Two days later, with my parents’ blessing, I quit my job. For the week following, my mood came and went like the tides. At the start of each new day, I awoke feeling liberated and enthused. My concept of what life could be expanded with each new thought. In the evenings, though, my enthusiasm retreated, and fear that I had made the wrong decision began to haunt me. But the glorious mornings continued to come, and my eagerness over all the new possibilities grew larger. That eagerness soon grew so large that it pushed out my lingering fears and replaced them confidence.
I have made the right decision, and my future is now mine to shape how I like.
Chocolate Peanut Butter Cheesecake
Adapted from Smitten Kitchen
Serves… a lot (2 for a week, or at least 12)
Note: I prepared the recipe as written here, and it was incredible. But, if I were to make it again, I would probably cut out the chocolate ganache topping. It was difficult to cut (shattering with each slice), and the cake already has so much chocolate in the crust and fudge layers that the ganache kind of just gilds the lily. But, if lily-gilding is your thing, go for it!
Note #2: I made my cheesecake in a 9-inch round cakepan. If you have a springform pan, I would recommend using that instead.
Note #3: You can bake this cake in a water bath, which promotes even cooking, though I found my cake to bake fine without this extra step.
9 oz (255 g) chocolate wafers (I used Oreo sides)

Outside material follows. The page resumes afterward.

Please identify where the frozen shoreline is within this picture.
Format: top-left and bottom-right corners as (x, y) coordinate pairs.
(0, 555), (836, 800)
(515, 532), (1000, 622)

6 oz (170 g) bittersweet or semisweet chocolate, coarsely chopped
½ cup (95 g) packed dark brown sugar
7 tbsp (100 g) unsalted butter, melted
1 cup (235 ml) heavy whipping cream
13 oz (370 g) bittersweet or semisweet chocolate, coarsely chopped
2 8-oz packages (455 g) cream cheese, at room temperature
1 ¼ cups (320 g) smooth peanut butter
1 cup (200 g) granulated sugar
¾ cups (180 g) sour cream
3 large eggs
2 tsp (10 ml) vanilla extract
1/3 cup (80 ml) heavy whipping cream
4 ½ oz (130 g) bittersweet or semisweet chocolate, chopped
Make the chocolate crust: In a food processor, blend cookies, chopped chocolate, and brown sugar together until finely ground. (You can do this by hand by bashing up the cookies in a paper bag and mixing them with the chocolate, very finely chopped, and the brown sugar.) Drizzle in melted butter and process until crumbs begin to stick together, scraping down the bowl as necessary. Transfer crumbs to a greased 9-inch cakepan. Evenly distribute crumbs along the bottom and sides (within ½ inch from the top) of the pan. (I find that keeping my fingers wet helps a lot here.) Chill the crust while making fudge layer.

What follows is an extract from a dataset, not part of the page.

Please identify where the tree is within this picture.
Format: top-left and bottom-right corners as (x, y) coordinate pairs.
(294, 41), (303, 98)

Make fudge layer: Bring cream to a simmer in a large saucepan. Remove from heat, and whisk in the chocolate. Continue to whisk until chocolate is melted and mixture is smooth. Pour over the chocolate crust and spread in an even layer. Freeze until fudge is firm, about 30 minutes.
Preheat oven to 350°.
Make cheesecake layer: Using electric mixer, beat cream cheese, peanut butter, and sugar in a large bowl until well-blended and fluffy. Beat in sour cream; then the eggs, one at a time; and the vanilla. Mix until smooth. Pour over the now-chilled fudge layer.

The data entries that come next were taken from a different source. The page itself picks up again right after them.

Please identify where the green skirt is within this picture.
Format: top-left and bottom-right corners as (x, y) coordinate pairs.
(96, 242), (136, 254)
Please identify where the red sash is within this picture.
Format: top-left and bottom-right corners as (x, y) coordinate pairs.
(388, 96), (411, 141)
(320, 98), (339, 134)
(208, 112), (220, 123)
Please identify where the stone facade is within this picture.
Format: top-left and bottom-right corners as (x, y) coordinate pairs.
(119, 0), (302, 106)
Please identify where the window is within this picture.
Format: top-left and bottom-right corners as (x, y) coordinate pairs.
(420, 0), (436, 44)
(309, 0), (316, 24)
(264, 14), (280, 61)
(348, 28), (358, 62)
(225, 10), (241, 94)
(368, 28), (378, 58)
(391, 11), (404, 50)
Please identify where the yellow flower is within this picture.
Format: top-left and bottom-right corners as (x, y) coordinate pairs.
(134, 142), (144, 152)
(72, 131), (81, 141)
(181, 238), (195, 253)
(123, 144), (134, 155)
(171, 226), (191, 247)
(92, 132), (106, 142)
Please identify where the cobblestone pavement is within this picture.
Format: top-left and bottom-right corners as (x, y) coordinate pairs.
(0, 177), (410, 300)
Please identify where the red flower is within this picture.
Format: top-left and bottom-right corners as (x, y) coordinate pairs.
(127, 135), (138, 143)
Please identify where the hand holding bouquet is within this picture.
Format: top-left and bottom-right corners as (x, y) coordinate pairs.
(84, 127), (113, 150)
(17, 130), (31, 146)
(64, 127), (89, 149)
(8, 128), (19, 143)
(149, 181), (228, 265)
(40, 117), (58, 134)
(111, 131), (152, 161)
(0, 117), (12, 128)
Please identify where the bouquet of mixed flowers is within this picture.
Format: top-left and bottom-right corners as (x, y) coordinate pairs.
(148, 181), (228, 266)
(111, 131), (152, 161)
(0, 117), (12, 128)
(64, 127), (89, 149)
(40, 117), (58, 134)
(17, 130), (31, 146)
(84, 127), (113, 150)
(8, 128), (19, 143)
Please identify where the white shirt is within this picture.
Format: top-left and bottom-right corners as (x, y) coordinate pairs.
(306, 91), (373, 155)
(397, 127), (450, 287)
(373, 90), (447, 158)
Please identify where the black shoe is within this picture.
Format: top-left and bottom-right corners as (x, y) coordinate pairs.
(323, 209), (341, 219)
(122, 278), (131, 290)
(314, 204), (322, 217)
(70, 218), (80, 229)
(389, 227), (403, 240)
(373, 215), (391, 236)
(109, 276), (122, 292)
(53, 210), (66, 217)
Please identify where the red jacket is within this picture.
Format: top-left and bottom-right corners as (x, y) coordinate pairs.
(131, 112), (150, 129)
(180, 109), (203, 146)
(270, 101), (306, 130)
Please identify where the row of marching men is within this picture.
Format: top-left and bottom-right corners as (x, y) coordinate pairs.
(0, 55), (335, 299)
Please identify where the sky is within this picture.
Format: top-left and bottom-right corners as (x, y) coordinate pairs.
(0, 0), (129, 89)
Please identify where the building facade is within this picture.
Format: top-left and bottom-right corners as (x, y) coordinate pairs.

Bake: Bake in the middle rack of the over for 75 to 90 minutes. When done, the outer edges of the cheesecake will feel firm and dry to the touch. The center of the cheesecake (about the innermost 2 inches) will still be quite wobbly. Transfer cheesecake to a rack to cool slightly, the place in the fridge to set for at least 3 hours.
Make ganache topping: Bring cream to a simmer in a small saucepan. Off the heat, whisk in the chocolate. Pour onto chilled cheesecake and spread to the edges. Return cheesecake to the fridge for the ganache to set, about 30 minutes.
*To write on cake: Mix 1/3 cup smooth peanut butter with 1 tbsp softened unsalted butter and ¼ cup powdered sugar. Beat until fluffy. Transfer to a bag to pipe onto cake. I used a sandwich bag, rather than a piping bag, which is why my lettering looks so… homemade.